After dinner we went up to the littlest drawing-room—the one mother wanted for so long to refurnish prettily. There was a fire, for it was only March, and mums sat in one of the big old armchairs close to it, and Anne and Hebe beside her. And father drew a chair to mums' writing-table, and wrote out several advertisements for the next morning's papers, which he sent off to the offices that very evening. Some were in the next morning, and some weren't; but it didn't much matter, for none of them did any good. Before he sent them he inquired of all the servants if they had looked everywhere he had told them to.

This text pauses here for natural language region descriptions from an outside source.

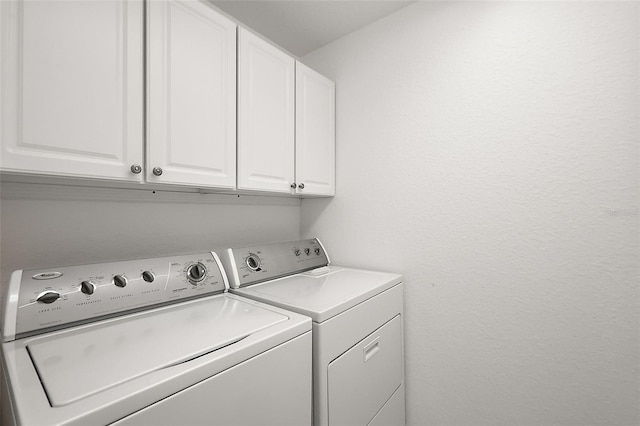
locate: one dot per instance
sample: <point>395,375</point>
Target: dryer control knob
<point>120,280</point>
<point>48,296</point>
<point>87,287</point>
<point>148,276</point>
<point>196,272</point>
<point>253,262</point>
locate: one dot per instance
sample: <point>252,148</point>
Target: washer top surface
<point>322,293</point>
<point>83,361</point>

'There is just a chance of daylight showing it in some corner,' he said, when he had done all this, and come to sit down beside mums.
'I don't know that,' she said. 'This house is so dark by day. But, after all, the chance of its being here is very small.'
'Yes,' father said, 'I have more hope in the advertisements.'
'And,' mother went on, her voice sounding almost as if she was going to cry—I believe she kept it back a good deal for Anne's sake—'if—if they don't bring anything, what about telling your father, Alan?' 'Alan' is fathers name—'Alan Joachim,' and mine is 'Joachim Gerald.'
Father considered.
'We must wait a little. It will be a good while before I quite give up hopes of it. And there's no use in spoiling gran's time in Ireland; for there's no doubt the news would spoil it—he's the sort of person to fret tremendously over a thing of the kind.'
'I'm afraid he is,' said mother, and she sighed deeply.
But hearing a faint sob from Anne, father gave mother a tiny sign, and then he asked us if we'd like him to read aloud a little sort of fairy story he'd been writing for some magazine. Of course we all said 'Yes': we're very proud if ever he offers to read us anything, even though we mayn't understand it very well; but this time we did understand it—Anne best of all, I expect. And when he had finished, it was time for us to go to bed.
We had had, as I told you, rather an extra nice evening after all, and father had managed to make poor mums more cheerful and hopeful.